The minimum operating routine: every new piece of content ships with a citable definition, an FAQ and JSON-LD; mention sampling is reviewed quarterly; and every PR or partnership action is also evaluated by its footprint in sources the models read.
Frequently asked questions
Does GEO replace SEO?
No. Google still drives the vast majority of web traffic, and generative engines themselves feed on well-ranked content. GEO and SEO share foundations; the smart move is operating them as a single system with two outputs.
How long does it take a company to appear in ChatGPT?
Engines with browsing (Perplexity, ChatGPT with search) can cite you within weeks if you publish citable, indexable content. Consolidating yourself as a recurring answer in your category is 6 to 12 months of consistent work.
What is the llms.txt file?
It is a plain text file at the root of your domain summarizing your company, your services and your main URLs in a format readable by language models.
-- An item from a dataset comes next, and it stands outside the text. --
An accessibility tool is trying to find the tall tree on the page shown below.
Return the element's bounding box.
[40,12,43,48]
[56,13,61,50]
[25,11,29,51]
It is an emerging standard, with no guarantee of universal adoption, but its cost is minimal and it leaves your canonical information one fetch away.
Should I block or allow AI bots on my website?
If you sell B2B and want to be recommended, allowing them is the coherent choice: blocking GPTBot or PerplexityBot erases you from the answers. Blocking only makes sense for paid content or sensitive intellectual property.
How do I know if LLM traffic is already reaching my website?
Open your analytics tool and filter referral traffic by chatgpt.com, perplexity.ai and gemini.google.com. If you use GA4, create a segment with those domains; on most B2B websites it already shows up, even if small.
The question is already being asked: decide who answers it
Right now, in some office in Madrid, Mexico City or Bogota, a decision maker is asking an AI assistant about vendors like you. The answer they will receive is being written today: with your HTML, your structured data, your FAQs and what third parties say about you.
The action plan fits in one sentence: make your website readable for machines, your content citable for models and your brand consistent across the sources those models read. Start with the checklist in this guide, measure mentions every month and treat each LLM answer as what it is: the new first result.